Data Engineer is responsible for developing Life Sciences content curation and delivery system for the purpose of building life sciences databases that empower CAS proprietary life sciences search technologies. This role encompasses developing and deploying scientific software solutions in the life sciences information space to support transformational initiatives, delivering both short and long-term results to the business.

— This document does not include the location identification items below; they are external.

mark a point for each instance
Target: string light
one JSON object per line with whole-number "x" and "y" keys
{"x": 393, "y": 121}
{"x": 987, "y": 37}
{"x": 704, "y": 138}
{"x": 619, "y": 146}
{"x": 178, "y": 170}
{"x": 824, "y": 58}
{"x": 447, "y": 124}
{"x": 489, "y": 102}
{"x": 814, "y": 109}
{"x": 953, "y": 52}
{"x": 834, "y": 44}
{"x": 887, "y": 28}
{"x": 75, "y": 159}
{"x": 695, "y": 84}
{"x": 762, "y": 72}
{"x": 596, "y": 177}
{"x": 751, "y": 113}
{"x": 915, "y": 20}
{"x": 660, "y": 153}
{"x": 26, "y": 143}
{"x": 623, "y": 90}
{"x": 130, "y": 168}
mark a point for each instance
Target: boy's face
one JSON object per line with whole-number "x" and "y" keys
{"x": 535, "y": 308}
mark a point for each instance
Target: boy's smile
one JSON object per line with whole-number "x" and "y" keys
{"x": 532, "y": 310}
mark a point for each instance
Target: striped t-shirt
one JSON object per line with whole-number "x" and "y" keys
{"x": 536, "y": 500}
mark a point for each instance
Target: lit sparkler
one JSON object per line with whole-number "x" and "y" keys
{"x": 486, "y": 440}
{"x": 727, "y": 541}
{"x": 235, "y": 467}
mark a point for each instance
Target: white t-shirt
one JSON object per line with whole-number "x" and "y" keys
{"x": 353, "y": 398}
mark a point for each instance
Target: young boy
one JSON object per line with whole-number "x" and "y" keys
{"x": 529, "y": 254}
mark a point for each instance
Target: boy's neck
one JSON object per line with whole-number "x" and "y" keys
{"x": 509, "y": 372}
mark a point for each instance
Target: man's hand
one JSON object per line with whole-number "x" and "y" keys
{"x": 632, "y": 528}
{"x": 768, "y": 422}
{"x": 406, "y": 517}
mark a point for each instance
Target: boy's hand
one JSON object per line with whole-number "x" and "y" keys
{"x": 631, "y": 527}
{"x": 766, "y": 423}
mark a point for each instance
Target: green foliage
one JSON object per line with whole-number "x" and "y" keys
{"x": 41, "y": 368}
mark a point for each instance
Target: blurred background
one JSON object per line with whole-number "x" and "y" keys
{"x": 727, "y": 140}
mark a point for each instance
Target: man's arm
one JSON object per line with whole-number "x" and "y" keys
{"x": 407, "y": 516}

Develops data transformation and integration pipelines and infrastructure foundations of life sciences content in support of scientific databases and data curation. Combines strong software development and data engineering skills with a working knowledge of basic biology/chemistry/physics to develop sophisticated informatics solutions that drive efficiencies in content curation and workflow process. Applies data transformation and other data-engineering software development capabilities to contribute to the building of new scientific information management systems supporting scientific database building activities. Lead Data Engineer
Education/Experience
4-year degree in computer science, engineering, informatics, or equivalent experience
Minimum of 9 years of software development experience ( Proficiency in Python)
Competencies/Technologies
Proficiency in Python
Proficiency in Linux/Unix environments
Experience building applications for public cloud environments (AWS preferred)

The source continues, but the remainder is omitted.